Since the mystery guest had once seen my bedroom curtains twitch and hadn't returned for six months, I simply had to do as Griff said and wait for Griff's call before coming downstairs.

This morning, despite the cold, when I was allowed down the kitchen window was wide open and the extractor fan whirring full-time.

‘I'm sorry, angel.' Griff was rubbing the table with that surface cleaner that's supposed to kill all germs. ‘Our friend X's personal hygiene leaves much to be desired.'

‘You mean, he stinks,' I said in my head. But not aloud. If it hadn't been for Griff, I might have been a female X, without X's eye for a bargain. ‘Has he brought anything interesting?'

‘You tell me.'

He unwrapped a filthy newspaper, producing a pair of tiny bowls, both with a single silver foot. I didn't need to turn them over. ‘Late-ish Ruskin,' I said. ‘Very pretty. Hallmarked Birmingham 1929. A matched pair, so we get more than twice the individual value . . . Griff, you did pay him enough, didn't you?' I asked, doing sums in my head.

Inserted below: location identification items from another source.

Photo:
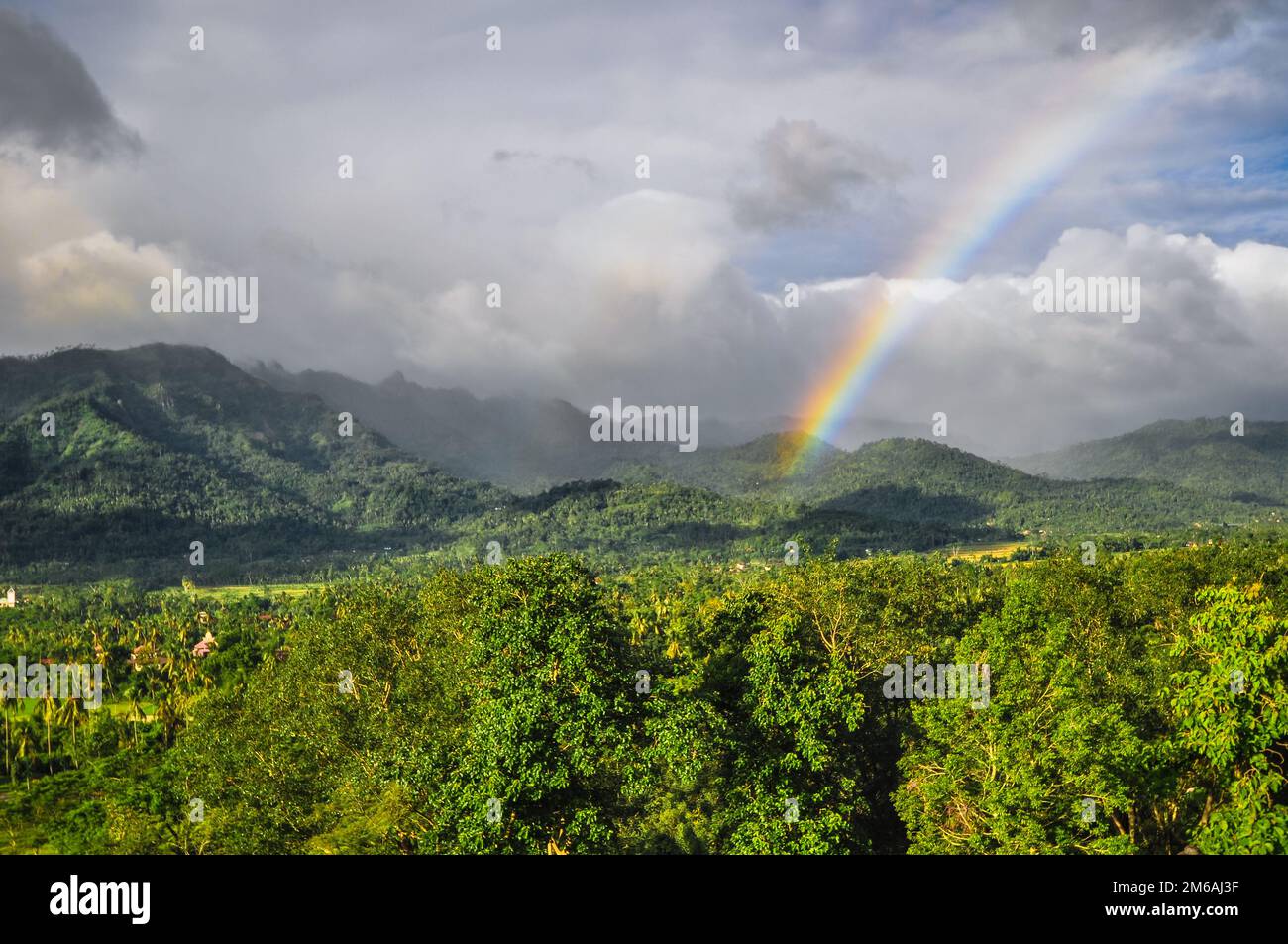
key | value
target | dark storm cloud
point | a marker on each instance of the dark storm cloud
(50, 99)
(806, 174)
(579, 163)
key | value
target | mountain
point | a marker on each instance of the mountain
(160, 446)
(1199, 455)
(523, 445)
(919, 481)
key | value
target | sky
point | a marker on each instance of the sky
(767, 166)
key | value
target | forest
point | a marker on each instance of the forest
(544, 706)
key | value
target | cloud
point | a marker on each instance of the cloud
(768, 166)
(806, 174)
(579, 163)
(50, 99)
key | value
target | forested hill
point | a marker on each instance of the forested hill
(1201, 455)
(523, 443)
(918, 480)
(160, 446)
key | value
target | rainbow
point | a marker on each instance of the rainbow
(1106, 94)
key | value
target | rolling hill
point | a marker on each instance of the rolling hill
(1199, 455)
(160, 446)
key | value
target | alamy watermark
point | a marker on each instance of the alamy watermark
(211, 295)
(618, 424)
(925, 681)
(1080, 295)
(64, 682)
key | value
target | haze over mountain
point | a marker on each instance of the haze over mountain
(1201, 455)
(159, 446)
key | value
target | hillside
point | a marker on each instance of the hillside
(161, 446)
(1199, 455)
(524, 445)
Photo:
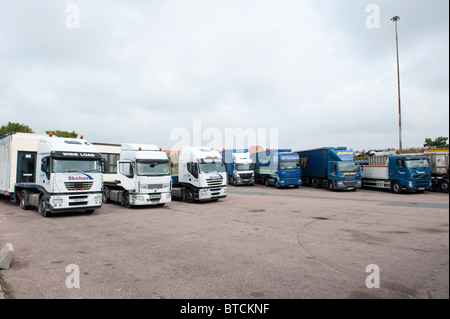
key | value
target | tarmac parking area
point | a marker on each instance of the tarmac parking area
(259, 242)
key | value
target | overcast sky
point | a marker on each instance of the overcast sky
(322, 72)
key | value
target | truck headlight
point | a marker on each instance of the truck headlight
(57, 201)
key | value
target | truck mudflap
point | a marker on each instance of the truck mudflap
(205, 194)
(70, 202)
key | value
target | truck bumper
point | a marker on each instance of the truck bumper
(418, 185)
(150, 199)
(64, 203)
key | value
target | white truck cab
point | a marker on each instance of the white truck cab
(201, 175)
(143, 177)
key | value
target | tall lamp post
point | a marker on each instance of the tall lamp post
(395, 19)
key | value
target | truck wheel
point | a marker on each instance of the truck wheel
(126, 200)
(190, 196)
(42, 209)
(396, 187)
(443, 186)
(331, 185)
(23, 201)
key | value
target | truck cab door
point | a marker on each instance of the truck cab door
(397, 171)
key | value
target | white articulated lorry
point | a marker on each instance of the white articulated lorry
(51, 173)
(202, 175)
(142, 176)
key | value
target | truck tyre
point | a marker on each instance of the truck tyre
(396, 187)
(42, 209)
(126, 200)
(190, 196)
(443, 186)
(331, 186)
(24, 201)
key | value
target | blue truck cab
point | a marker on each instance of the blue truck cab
(409, 172)
(278, 167)
(331, 167)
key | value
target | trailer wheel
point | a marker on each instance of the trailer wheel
(396, 187)
(126, 200)
(331, 185)
(443, 186)
(42, 209)
(190, 196)
(24, 201)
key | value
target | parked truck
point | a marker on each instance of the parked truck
(277, 167)
(331, 167)
(50, 173)
(240, 167)
(200, 175)
(141, 175)
(439, 166)
(397, 173)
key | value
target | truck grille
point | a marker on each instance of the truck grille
(421, 176)
(214, 182)
(152, 186)
(78, 186)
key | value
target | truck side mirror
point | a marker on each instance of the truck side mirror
(44, 164)
(103, 164)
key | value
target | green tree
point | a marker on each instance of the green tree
(439, 142)
(63, 133)
(15, 127)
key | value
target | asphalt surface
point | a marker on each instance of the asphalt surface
(259, 242)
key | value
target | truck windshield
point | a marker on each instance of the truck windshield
(152, 168)
(76, 166)
(345, 167)
(284, 165)
(211, 167)
(244, 167)
(417, 163)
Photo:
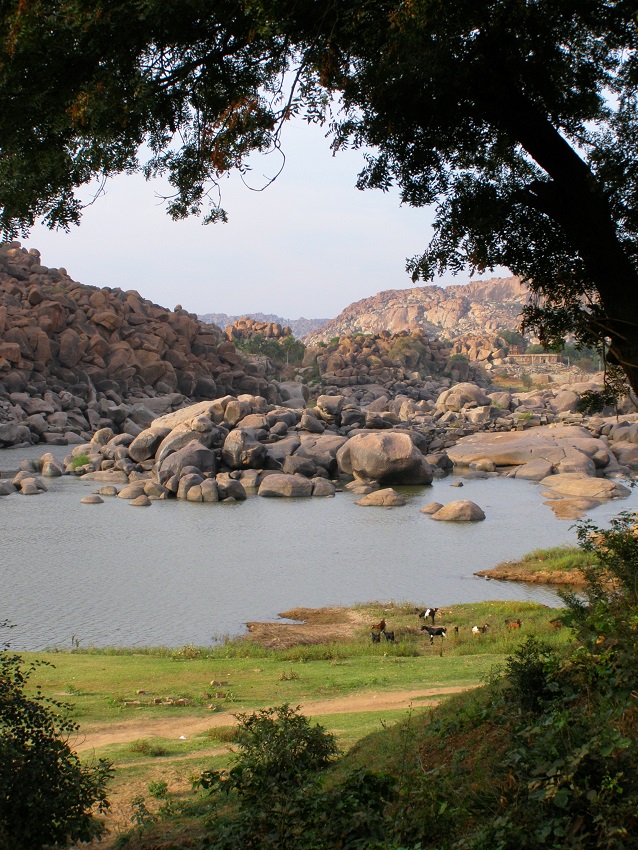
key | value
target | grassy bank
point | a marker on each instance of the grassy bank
(165, 715)
(557, 565)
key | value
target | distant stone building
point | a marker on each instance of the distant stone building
(542, 358)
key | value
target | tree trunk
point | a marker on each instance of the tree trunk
(575, 200)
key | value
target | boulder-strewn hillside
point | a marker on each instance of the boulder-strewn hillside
(402, 363)
(299, 327)
(69, 353)
(476, 307)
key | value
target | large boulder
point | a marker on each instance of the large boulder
(462, 510)
(146, 444)
(386, 498)
(386, 457)
(462, 395)
(285, 486)
(322, 449)
(583, 486)
(242, 450)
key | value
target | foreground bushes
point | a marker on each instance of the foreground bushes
(544, 756)
(47, 797)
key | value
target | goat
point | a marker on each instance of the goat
(428, 612)
(434, 631)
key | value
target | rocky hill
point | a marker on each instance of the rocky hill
(74, 358)
(478, 307)
(299, 327)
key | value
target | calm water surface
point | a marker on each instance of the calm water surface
(178, 573)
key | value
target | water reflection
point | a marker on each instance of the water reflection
(178, 573)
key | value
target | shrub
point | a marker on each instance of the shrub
(80, 460)
(47, 796)
(147, 748)
(279, 802)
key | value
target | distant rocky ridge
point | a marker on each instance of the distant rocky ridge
(76, 358)
(406, 363)
(299, 327)
(478, 307)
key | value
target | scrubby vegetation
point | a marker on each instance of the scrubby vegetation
(545, 755)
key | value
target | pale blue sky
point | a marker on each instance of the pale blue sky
(309, 245)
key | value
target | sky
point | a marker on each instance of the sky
(308, 245)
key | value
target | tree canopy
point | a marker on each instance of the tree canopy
(516, 119)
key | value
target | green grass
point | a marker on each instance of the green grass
(556, 559)
(80, 460)
(241, 675)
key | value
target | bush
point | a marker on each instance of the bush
(47, 796)
(80, 460)
(278, 799)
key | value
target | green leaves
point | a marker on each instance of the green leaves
(47, 796)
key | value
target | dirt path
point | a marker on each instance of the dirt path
(174, 727)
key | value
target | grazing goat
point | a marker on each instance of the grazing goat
(434, 631)
(428, 612)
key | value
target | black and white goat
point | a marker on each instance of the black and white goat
(435, 631)
(428, 612)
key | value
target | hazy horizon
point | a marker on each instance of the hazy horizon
(307, 246)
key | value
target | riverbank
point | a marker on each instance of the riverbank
(164, 716)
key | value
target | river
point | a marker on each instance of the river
(178, 573)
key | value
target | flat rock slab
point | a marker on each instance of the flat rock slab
(111, 476)
(285, 486)
(568, 448)
(386, 498)
(584, 486)
(140, 502)
(572, 508)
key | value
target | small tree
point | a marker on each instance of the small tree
(47, 796)
(278, 799)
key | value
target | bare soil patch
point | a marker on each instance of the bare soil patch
(174, 727)
(315, 626)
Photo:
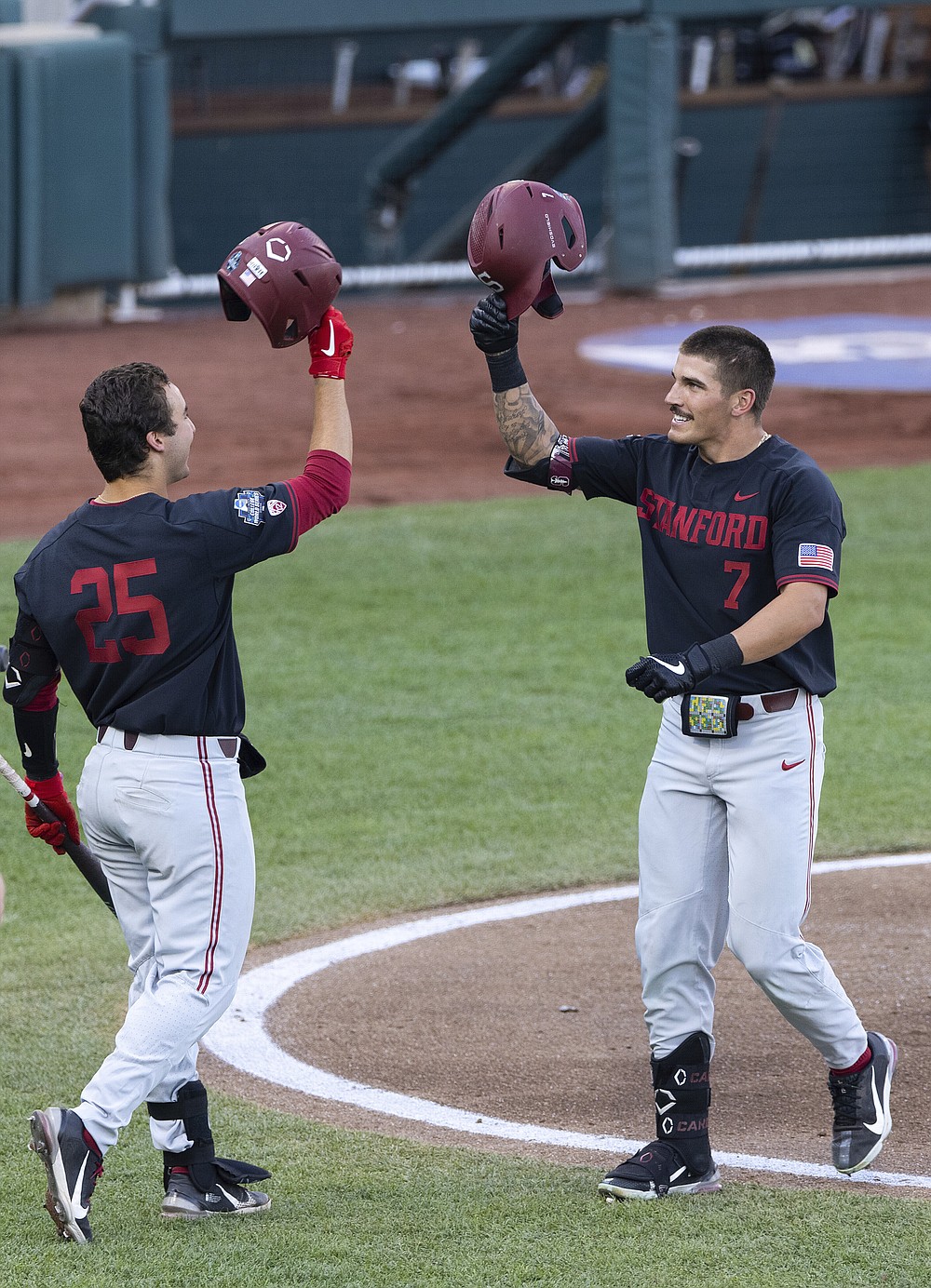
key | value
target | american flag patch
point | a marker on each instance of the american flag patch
(816, 557)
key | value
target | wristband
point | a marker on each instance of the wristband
(505, 369)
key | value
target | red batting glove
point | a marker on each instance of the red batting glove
(330, 345)
(52, 792)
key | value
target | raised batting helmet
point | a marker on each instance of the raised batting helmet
(286, 275)
(517, 230)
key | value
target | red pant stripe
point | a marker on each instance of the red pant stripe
(218, 867)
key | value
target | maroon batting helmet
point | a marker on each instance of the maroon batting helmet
(517, 230)
(286, 275)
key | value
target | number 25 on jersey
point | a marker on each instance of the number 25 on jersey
(115, 586)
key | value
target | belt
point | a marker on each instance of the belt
(782, 701)
(169, 745)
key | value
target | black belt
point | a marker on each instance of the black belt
(228, 746)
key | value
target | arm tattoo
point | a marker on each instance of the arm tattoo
(527, 430)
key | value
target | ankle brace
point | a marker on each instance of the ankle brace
(191, 1107)
(682, 1095)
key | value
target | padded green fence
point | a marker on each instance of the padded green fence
(76, 171)
(7, 150)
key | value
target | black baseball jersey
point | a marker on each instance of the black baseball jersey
(718, 541)
(134, 603)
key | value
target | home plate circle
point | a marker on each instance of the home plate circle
(846, 351)
(242, 1040)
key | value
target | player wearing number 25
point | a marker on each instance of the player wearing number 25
(740, 536)
(130, 597)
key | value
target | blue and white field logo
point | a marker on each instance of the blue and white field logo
(850, 351)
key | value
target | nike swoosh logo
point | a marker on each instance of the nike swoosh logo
(880, 1112)
(76, 1207)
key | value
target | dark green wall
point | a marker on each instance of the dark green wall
(227, 185)
(224, 185)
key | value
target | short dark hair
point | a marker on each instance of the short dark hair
(118, 409)
(740, 358)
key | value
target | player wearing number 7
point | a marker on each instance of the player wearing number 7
(130, 597)
(740, 536)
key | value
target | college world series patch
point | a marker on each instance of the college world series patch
(250, 505)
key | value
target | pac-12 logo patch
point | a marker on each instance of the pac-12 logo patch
(250, 505)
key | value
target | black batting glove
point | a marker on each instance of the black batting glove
(490, 326)
(665, 675)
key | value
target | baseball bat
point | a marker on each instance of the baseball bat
(81, 857)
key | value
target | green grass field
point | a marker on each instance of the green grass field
(439, 693)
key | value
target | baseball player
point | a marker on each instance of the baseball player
(130, 597)
(740, 536)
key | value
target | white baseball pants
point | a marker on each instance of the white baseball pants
(168, 821)
(726, 838)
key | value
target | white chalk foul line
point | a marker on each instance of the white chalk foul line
(239, 1037)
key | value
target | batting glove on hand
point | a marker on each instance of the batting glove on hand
(664, 675)
(490, 326)
(50, 791)
(330, 346)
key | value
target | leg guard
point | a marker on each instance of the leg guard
(202, 1164)
(682, 1096)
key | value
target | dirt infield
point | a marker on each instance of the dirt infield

‘Dear one, if I paid him enough, he'd die of alcoholic poisoning in a week. I pay what he asks, though we both – we all three – know it's not enough. But as he says, he knows if he has a problem, he can always come here.'

The obvious place to sell them was Detling Antiques Fair, our last fair before our trip to London. We might not like the site, one of the windiest in the country, but we couldn't miss the event itself. At least we had the privilege of an inside stall, but there were a lot of poor dealers who could only afford an outside pitch. Some had marquee-sized tents, plus heaters. Others just huddled like the roadside refugees you sometimes see on TV, selling stuff I honestly couldn't see why anyone should want to buy. But then, since punters collected all sorts of stuff I wouldn't have given houseroom to even when it was new and clean, I suppose they made a living.

One man who certainly made a living drifted by as I put the finishing touches to the lights on our stall. Titus Oates. Aged somewhere between forty and sixty, and so ordinary looking no one would ever manage to put together an e-fit of him, he had a stall in the darkest corner, away from the main drag. I wouldn't have described him as a mate, and he barely acknowledged my existence, but we did each other good turns occasionally. I kept schtum about his dead dodgy business; he'd tip me the wink about things I might find useful.

This time, as we nodded to each other, he touched the side of his nose. ‘Word on the street is you've lost your touch, doll. Bought a load of tat at that house clearance last week. And you're supposed to be a divvy.'

‘On a fishing trip, are you, Titus? What fetched up in the shop or in the rubbish bin is for me to know and you to keep quiet about.'

He slapped his thigh. ‘So you did get something good? I laid a fiver you would.'

‘To be honest – and I know it's a word we don't often use, Titus – I don't know.'

He narrowed his eyes. ‘Hey up, there's one of the filth over there. Don't want him seeing you and me together and doing the sums about me and your dad, do we?' He disappeared before I could agree. Master forger and Cheshire Cat, our Titus. And employer of my disreputable father, Lord Elham.